L’oiseau attend que l’homme se soit calmé, pour enfin battre des ailes et s’élever dans les cieux. Il suit la direction que Narra indique, en tapotant son encolure.

Pour la première fois, pris dans les seuls vents du monde de Mer, Narra et Alibi s’abaissent pour supporter la pression. Zéphyr, pour son envol inaugural avec sa monteuse, gagne de l’altitude et dépasse les premiers entrelacements d’ambre dans les cieux. Entre les bras de pierres irradiant de lumière et de chaleur, il plie ses ailes pour vriller entre les branches, puis les redéployer pour les battre plus fort encore en multipliant les manœuvres d’acrobaties aériennes. Narra, bouche bée et mains serrées sur l’encolure de la créature, se démène pour garder son assise stable. Mais derrière la sidération de son corps, le sang pulse dans ses veines et le flot d’adrénaline qui la traverse la rend immédiatement accro au ballet céleste.
Jamais ils n’auront vu le monde si petit et la lumière si vibrante et éblouissante. Derrière eux, l’éclat des mille veines d’ambre qui éclaire Mer, auréole leurs corps d’une couronne divine.
Lorsqu’enfin Zéphyr cesse de baptiser la monteuse et son compagnon par ses prouesses, il sent la main de Narra qui le caresse, sous la masse de plumes de sa collerette. Il jappe avec joie et poursuit sa route en direction de la lointaine Cité des Grandes Volières.
La monteuse finit par se tourner vers son compagnon. Alibi, malgré le vol extatique, demeure muré dans son silence honteux. Elle comprend qu’il ne peut profiter de l’instant comme il se doit et lui dit :
« On rentre à deux et tu ne seras pas seul face à lui. »
Le regard perdu dans l’horizon courbe de la mer sphérique, Alibi demeure silencieux.
Il lève les yeux vers le cœur de lumière. L’amertume dans son regard et ses lèvres pincées. Mais lorsqu’enfin, il regarde Narra, son visage s’illumine et il déclare :
« Ce ne sera pas cette fois, mais je trouverai le Volant qui me permettra de trouver l’Outre-Mer. »

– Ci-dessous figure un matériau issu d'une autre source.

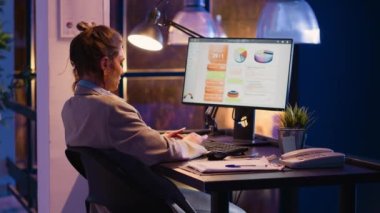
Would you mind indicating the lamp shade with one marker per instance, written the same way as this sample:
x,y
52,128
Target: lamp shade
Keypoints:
x,y
194,16
147,34
288,19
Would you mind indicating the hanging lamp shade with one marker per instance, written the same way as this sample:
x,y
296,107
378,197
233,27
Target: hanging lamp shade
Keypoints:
x,y
289,19
194,16
147,34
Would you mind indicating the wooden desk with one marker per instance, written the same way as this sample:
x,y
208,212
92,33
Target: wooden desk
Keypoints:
x,y
220,186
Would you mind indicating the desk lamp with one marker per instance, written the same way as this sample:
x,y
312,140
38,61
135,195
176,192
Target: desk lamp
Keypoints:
x,y
148,36
193,16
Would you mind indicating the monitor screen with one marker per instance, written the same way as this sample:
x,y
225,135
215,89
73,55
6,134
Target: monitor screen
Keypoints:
x,y
251,73
232,72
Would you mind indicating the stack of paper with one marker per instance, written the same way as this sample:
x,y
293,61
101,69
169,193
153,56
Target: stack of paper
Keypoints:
x,y
231,165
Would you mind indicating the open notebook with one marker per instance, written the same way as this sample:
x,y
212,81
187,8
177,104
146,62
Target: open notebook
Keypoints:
x,y
232,165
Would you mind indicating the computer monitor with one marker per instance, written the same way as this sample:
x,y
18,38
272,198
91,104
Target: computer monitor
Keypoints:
x,y
243,73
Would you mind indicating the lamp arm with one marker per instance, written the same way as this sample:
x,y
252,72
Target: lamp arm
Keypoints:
x,y
183,29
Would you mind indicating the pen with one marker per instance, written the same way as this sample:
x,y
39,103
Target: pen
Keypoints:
x,y
238,166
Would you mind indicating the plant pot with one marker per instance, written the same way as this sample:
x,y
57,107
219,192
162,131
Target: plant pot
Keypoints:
x,y
291,139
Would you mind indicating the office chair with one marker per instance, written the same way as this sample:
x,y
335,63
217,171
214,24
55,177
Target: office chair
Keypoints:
x,y
122,183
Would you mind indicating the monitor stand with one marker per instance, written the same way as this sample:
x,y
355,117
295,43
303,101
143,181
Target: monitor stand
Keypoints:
x,y
244,127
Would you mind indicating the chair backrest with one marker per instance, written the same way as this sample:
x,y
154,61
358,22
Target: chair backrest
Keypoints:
x,y
122,183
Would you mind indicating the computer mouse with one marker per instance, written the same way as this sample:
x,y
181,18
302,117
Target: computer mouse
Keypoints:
x,y
216,155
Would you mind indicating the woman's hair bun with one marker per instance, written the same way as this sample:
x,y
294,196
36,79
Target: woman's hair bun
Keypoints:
x,y
83,26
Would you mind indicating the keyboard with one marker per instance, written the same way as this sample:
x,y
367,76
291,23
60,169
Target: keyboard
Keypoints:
x,y
229,149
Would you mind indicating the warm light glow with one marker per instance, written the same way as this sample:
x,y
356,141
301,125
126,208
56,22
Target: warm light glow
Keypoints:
x,y
145,42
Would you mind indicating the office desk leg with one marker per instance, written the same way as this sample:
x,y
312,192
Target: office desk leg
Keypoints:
x,y
288,199
348,198
219,202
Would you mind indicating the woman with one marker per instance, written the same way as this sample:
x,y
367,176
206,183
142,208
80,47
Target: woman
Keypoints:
x,y
96,117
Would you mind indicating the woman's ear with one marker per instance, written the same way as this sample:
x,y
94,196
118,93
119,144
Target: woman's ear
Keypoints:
x,y
104,63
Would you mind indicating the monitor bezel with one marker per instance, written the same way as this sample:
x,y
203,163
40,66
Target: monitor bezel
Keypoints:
x,y
191,39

Narra, s’inquiète de la lueur dans ses yeux. Son visage aux traits tirés trahit sa rage, son sourire ment et ses tremblements disent à la jeune femme tout ce qu’elle a à savoir sur son état réel.
Mais il lui a sauvé la vie et il accepte sa réussite à son détriment.
Alors elle sourit.

Et le Grand-Volant, parcourt les kilomètres qui les séparent encore de la Cité des Volières.
Et lorsqu’ils y parviennent enfin, l’éclat de l’ambre pâlit à nouveau.